Effective system interventions address multiple, interdependent systemic root causes across ecological layers (Hankivsky, 2014; King-Sears, 2001; Solar & Irwin, 2010) and use a targeted universalism approach (Powell, Menendian, & Ake, 2019) to ensure system changes meet BIPOC needs/situations and prevent White opportunity hoarding (Lewis & Diamond, 2015). For example, interventions to address root causes of distributive housing inequities may include reallocating local hospital’s community benefit spending (mandated by the Affordable Care Act) to directly fund the development of affordable housing for priority groups (Bamberger, Bluestein, Latimer-Nelligan, Samson, & Shoemaker, 2017) and creating incentives (e.g., density bonuses) and zoning codes to promote the development of multi-family affordable housing near transit hubs (Rose, 2016).
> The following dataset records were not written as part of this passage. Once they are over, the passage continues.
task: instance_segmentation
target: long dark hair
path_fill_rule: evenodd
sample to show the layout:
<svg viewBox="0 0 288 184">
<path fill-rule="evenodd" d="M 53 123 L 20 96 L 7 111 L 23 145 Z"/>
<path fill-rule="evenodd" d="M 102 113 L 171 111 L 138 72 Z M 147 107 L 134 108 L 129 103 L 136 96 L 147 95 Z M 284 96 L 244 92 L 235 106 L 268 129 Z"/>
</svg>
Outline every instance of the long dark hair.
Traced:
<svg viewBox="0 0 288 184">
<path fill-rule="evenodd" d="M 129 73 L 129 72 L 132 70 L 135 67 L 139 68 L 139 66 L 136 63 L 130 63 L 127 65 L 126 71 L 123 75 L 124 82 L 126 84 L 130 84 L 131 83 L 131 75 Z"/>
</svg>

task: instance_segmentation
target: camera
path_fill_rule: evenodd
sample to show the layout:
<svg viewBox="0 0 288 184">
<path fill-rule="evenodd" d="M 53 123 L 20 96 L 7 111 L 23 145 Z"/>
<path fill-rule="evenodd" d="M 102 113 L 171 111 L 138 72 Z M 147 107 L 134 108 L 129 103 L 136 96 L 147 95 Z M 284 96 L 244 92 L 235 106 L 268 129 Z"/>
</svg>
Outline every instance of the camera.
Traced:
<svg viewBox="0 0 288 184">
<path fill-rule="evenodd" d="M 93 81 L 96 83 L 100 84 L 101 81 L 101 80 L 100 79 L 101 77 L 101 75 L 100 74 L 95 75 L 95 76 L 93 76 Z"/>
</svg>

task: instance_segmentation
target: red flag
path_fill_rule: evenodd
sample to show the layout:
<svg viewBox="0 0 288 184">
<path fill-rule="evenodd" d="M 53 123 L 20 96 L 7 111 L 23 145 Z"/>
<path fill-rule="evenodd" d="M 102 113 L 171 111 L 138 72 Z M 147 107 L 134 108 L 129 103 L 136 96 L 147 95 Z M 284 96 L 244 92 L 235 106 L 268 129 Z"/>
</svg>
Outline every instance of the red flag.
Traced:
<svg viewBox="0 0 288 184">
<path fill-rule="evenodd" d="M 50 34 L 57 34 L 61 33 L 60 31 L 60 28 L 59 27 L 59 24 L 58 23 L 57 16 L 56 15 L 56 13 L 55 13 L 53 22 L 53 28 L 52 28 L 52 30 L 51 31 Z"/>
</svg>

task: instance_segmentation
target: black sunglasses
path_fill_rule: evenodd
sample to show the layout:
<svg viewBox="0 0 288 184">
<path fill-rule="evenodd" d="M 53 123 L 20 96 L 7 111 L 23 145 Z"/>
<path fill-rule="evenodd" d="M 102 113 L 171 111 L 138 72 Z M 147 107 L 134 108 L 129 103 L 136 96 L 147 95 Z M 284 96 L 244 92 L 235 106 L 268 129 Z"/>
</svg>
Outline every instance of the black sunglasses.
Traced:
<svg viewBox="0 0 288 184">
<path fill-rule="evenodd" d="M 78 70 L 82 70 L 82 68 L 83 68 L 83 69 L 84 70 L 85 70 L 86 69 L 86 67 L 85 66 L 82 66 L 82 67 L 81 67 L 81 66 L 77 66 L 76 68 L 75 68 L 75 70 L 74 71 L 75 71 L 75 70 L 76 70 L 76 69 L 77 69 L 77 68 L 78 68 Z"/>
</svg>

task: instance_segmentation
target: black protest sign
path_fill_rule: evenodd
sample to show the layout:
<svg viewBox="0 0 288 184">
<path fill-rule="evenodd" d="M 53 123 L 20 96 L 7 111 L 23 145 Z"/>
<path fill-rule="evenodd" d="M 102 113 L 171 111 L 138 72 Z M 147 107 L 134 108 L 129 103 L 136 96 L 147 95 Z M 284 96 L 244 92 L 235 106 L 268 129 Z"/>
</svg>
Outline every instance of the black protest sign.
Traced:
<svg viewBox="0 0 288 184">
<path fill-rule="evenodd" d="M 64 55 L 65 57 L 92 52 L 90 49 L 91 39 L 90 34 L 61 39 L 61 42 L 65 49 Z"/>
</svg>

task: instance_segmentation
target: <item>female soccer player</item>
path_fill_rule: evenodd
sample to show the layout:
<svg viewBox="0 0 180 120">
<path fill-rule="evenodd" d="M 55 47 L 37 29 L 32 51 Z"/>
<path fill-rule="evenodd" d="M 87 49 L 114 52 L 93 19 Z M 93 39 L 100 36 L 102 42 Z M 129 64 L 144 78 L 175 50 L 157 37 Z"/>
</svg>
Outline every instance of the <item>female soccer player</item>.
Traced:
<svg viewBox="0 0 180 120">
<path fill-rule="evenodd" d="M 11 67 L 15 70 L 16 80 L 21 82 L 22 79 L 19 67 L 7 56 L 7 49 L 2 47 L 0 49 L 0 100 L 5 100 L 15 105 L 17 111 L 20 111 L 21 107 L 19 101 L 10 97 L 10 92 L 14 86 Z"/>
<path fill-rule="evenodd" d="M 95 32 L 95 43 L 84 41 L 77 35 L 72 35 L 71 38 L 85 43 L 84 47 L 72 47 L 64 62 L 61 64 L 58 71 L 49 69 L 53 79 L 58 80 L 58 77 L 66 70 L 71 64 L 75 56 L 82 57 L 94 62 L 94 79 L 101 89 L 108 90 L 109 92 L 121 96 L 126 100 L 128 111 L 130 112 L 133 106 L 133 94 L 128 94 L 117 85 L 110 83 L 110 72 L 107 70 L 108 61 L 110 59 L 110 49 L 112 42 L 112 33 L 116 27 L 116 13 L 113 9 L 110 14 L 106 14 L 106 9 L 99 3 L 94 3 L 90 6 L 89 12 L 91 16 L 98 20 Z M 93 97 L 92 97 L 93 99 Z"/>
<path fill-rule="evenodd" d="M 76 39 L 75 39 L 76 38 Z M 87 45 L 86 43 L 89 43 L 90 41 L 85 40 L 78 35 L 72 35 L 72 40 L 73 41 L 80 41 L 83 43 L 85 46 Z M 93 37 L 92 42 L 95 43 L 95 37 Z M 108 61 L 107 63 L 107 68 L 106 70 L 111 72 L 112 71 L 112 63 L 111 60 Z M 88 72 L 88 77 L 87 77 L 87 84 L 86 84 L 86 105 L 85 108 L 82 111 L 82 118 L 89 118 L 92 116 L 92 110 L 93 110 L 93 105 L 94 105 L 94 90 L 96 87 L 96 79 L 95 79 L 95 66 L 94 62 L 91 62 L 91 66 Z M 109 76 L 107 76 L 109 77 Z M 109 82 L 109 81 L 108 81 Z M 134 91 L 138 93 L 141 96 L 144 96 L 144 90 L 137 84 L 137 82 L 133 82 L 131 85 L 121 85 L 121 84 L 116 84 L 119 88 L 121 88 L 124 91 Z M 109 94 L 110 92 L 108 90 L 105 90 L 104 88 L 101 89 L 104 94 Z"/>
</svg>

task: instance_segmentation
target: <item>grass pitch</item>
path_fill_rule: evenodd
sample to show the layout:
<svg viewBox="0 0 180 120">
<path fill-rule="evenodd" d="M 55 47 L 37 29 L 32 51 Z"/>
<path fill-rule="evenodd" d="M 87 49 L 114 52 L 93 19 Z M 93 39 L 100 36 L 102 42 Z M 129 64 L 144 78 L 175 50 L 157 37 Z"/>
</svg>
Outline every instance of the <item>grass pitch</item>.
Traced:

Similarly, interventions to address recognition housing inequities could include creating county-level just-cause eviction and tenant rights policies to limit landlords’ profit-driven evictions in gentrifying BIPOC neighborhoods (Rose, 2016) and shifting city goals and resource allocations to increase community enforcement of these anti-discrimination policies (Estes, Haar, Mikkelsen, Nichols, & Cohen, 2016). Systemic interventions often require partnerships between groups focused on root causes at different ecological levels to share information, align and coordinate efforts, and champion shared goals (Mikkelsen, Novotny, & Gittelsohn, 2016).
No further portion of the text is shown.